Climbing Everest Barefoot: the Emerson String Quartet Page 2

Why Shostakovich?

"Back when we began the Beethoven cycle, someone asked us exactly the same question—'Why Beethoven?'—although the reasons there were very different," said violist Larry Dutton. "Many people knew the Beethoven quartets, many amazing musicians had recorded them, so our decision was based upon our need to confront those pieces. With Shostakovich, it's a little different. We love the music, of course, but it's not all that well-known, and perhaps our interpretations of it will make it possible for people who haven't heard it before to become Shostakovich listeners, which would be very gratifying."

"Shostakovich had a profound influence on the 20th century, both musically and politically," violinist Eugene Drucker maintains. "Those two categories overlap in this case—that's because he was under so much pressure for large portions of his career to somehow satisfy the demands of the cultural authorities in the Soviet Union to sound optimistic, to produce music of the masses, for the masses. I think he did that more through his symphonic works and his film scores. In the string quartets, perhaps, he was under a bit less scrutiny than in some of the larger works.

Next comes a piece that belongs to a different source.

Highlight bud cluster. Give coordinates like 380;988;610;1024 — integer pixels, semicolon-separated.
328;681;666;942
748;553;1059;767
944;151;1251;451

"That left him somewhat freer to explore all the possibilities of harmonic language. He found a way, within the constraints that were imposed upon him, to express the full range of emotion. He found a way also to express some particularly 20th-century kinds of feelings. Some of his music is full of intensity and extremes of harmonic tension that you don't associate with music from the previous century—although certainly there are moments in Beethoven and Wagner where the harmony seems pushed to the extreme. And Shostakovich was able to do that in what was basically a tonal language."

"At first, I'm not sure that all of us really 'got' Shostakovich,' Philip Setzer said. "I don't mean understanding the music, but understanding what the music was really all about. Shostakovich rarely wrote exactly what he meant, except when he was in great pain and expressing that. His humor is very dry and sarcastic. He'd say really outrageous things with a totally straight face, musically speaking.

"Then, there's the whole experience of performing Shostakovich. There are places where he creates a tremendous amount of tension; this is almost like Chekhov, where there are a lot of people on stage, but not much seems to be happening, and yet, if it's well-acted and well-directed, you can just feel the tension building. Shostakovich is like that—it's a very Russian thing—and you need an audience to create the silence that fully informs that tension.

"If you do Shostakovich well, it's in the music. A lot of times, you're just holding the note, there's a lot of silence, very little seems to be happening. You have to play it with a certain expectation, with a level of intensity of expectation, or it becomes a somewhat banal music. These pieces are very much like theater music—they affect the public deeply," Dutton said. "And the feeling in the hall became an element in our conception of the pieces, so we decided to include the public in our interpretation."

"We've noticed, over the last few years, that Shostakovich has an intense visceral impact upon audiences," added Drucker. "Certain parts of the music actually seem to require an audience to work properly. You can almost imagine different types of lighting, for his intensely desolate, bleak moments when only one or two instruments are playing—you can almost imagine the lights very low onstage, and then a big burst of light as you have a tremendous climax that he's been building up to. And the sustained attention of the audience is palpable. The situation we had in Aspen enabled us to employ that dramatic tension, and the excitement in the audience—you can almost see it in the playback at times."

Is this why the group risked recording a major cycle live—to capture the thrill of an audience discovering one of the 20th century's most affecting voices?

"We essentially have the attitude that a lot of people climb Mount Everest, so we're going to climb it barefoot," quipped cellist David Frankel. "We considered it a challenge that would deliver an intensity that would be audible—and we were right, and we're excited about that. I think this sounds quite different from our other recordings.